Eine geschickte Satzkonstruktion bennent man, sonst ist die Bezichtigung der geschickten Satzkonstruktion ziemlich ungeschickt: Ein Problem zu haben unterschiedliche aufeinanderfolgende Nomen, in unterschiedlichen Sätzen, pychisch zu verkraften, ist noch kein Hinweiß auf "geschickte satzkonstruktion". Du bist unfähig Zeit wahrzunehmen und dabei latent paranoid darum bemüht deine Meinung hinter einer suggerierten Kritik zum Durchscheinen zu bringen. Unfähig zeit wahrzunehmen, wo sich plötzlich zwei Sätze nacheinander auf deiner Netzhaut abbilden. Du schneidest aus dem Satz, dessen Syntax dein Hirn zum brennen bringt, das Faschismus raus und klebst Holocaust rein. Also so dämlich ist schwerlich ein Grundschulkind, es sein denn es wird dazu instruiert. Bei dir scheint die Instruktion von deinem Gewissen auszugehen.

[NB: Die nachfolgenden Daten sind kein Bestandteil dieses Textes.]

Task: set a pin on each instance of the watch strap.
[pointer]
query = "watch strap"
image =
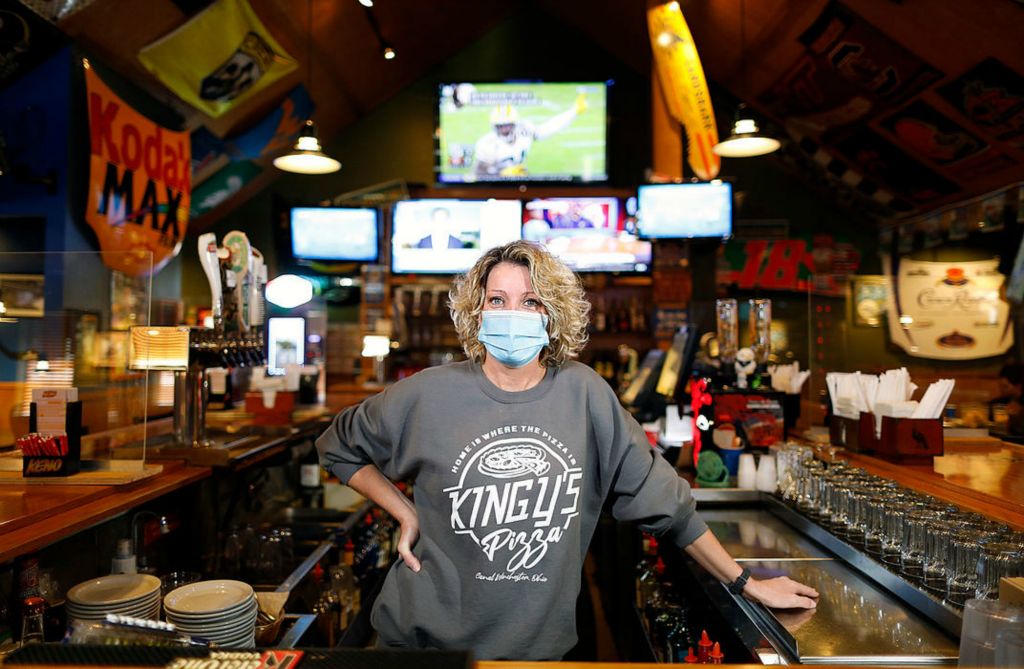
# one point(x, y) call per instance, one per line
point(736, 587)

Das einzige was deine "Sprachkritik" aufzeigt ist deine Meinung: Dein Ziel ist jene, die dem deutschen-faschismus folgten, vom Holocaust zu lösen, als wären das zwei Momente, die nicht in Beziehung zu einander stehen (spricht man könnte für den deutschen faschismus sein, aber den holocaust ablehnen - man konnte für den holocaust sein und den deutschen faschismus ablehnen). Hitler magst du nämlich auch nicht und höchst wahrscheinlich bist du dem holocaust nicht besonders positiv gestimmt bzw. er stört dich, wenn er dir deine Identifikation mit deiner Fußballmannschaft oder der Schildkrötenrennbahn von Bauer Heinrich (sprich der Geschichte deines Lieblingskindes bzw. Liebelingspapas - bella germania) eine herbe braune Note in die nase stößt. Staufenberg ist zur konservativen Restauration Deutschlands schon eher dein Kollege; der war wenigstens kein Hitlerist. Du bist sprachlich ohne weiteres einem Milieu zuzuordnen.

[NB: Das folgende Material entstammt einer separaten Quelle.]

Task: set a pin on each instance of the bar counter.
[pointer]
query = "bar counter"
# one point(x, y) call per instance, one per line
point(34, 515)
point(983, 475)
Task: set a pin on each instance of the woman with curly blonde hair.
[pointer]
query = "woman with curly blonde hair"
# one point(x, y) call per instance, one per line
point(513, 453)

Also, setzen sechs und mal wo anders etwas der deutschen Sprache sich aneignen, wo man sie auch sprechen kannstatt dort, wo man voller Inbrunst und Leidenschaft sich Altermedia, die Junge Freiheit oder Eigentümlich Frei sich rein zieht und Hepp, seine Bande und vielleicht sogar heimlich die DDR verehrt.



brrr

jim 17.06.2010 - 01:57
Dieser Comic ist nur Eins: Peinlich peinlich peinlich.

ich finds witzig

... 17.06.2010 - 09:46
danke dafür. Geiler Trash

Lasst euch

(muss ausgefüllt werden) 17.06.2010 - 10:21
von den ganzen Spinnern hier nicht unterkriegen. Euer Heft ist richtig gut! Und der Comic kommt bei Schüler_innen richtig gut an!

In Marburg geht was!

antifa 17.06.2010 - 10:24
Die Provinz lebt und am Samstag, den 19.6. den Burschentag der Neuen Deutschen Burschenschaft rocken!
Demo 13h ab Hauptbahnhof

Anmerkung zur Zigarette

acab 17.06.2010 - 13:17
Das Lustigste daran ist Mandis Kippe, die sie auf wirklich JEDEM Bild in der Fresse hat. ;-)
Ansonsten finde ich die Idee zwar nicht schlecht, aber die Umsetzung wirkt am Ende doch sehr moralisierend, was einen ähnlichen Effekt wie das Orginal "Andi" hat, d.h. möglicherweise trotz opportunem Inhalt nicht die entsprechende Wirkung auf Schüler_innen erzielt. Zugegebenermaßen ist es auch schwer, den Kontext in Form eines Comics zu vermitteln, ohne dabei von einer gewissen Gutmenschlichkeit Gebrauch machen zu müssen. Gerade wenn es darum geht, das Thema jüngeren Menschen näher zu bringen, die mit trockener Theorie nichts anfangen können/wollen.

Trotzdem danke für die Arbeit, die ihr euch gemacht habt & weiterhin gutes Gelingen.

also ich fands gut

jupp 19.06.2010 - 10:37
wie schon gesagt, ich fand's gut, sogar sehr gut. an der sprache ist tasaeclich ein wenig zu feilen, wieso heisst das denn bei euch auch "frauennationalmannschaft", maximal ist das dch ein team, nicht wahr. dem versteckten andi ne schwarzweissrote fahne in die hand zu druecken ist auch nicht nett, aber verzeihbar.
... und das war sicher nicht giessen asozial die dort gespielt haben, wo waren den die iros?
dennoch weiter so, ach ja ein wort an die angepissten nationalisten, die sich hier umtun, schreibt euer weinerliches zeugs doch auf altermedia.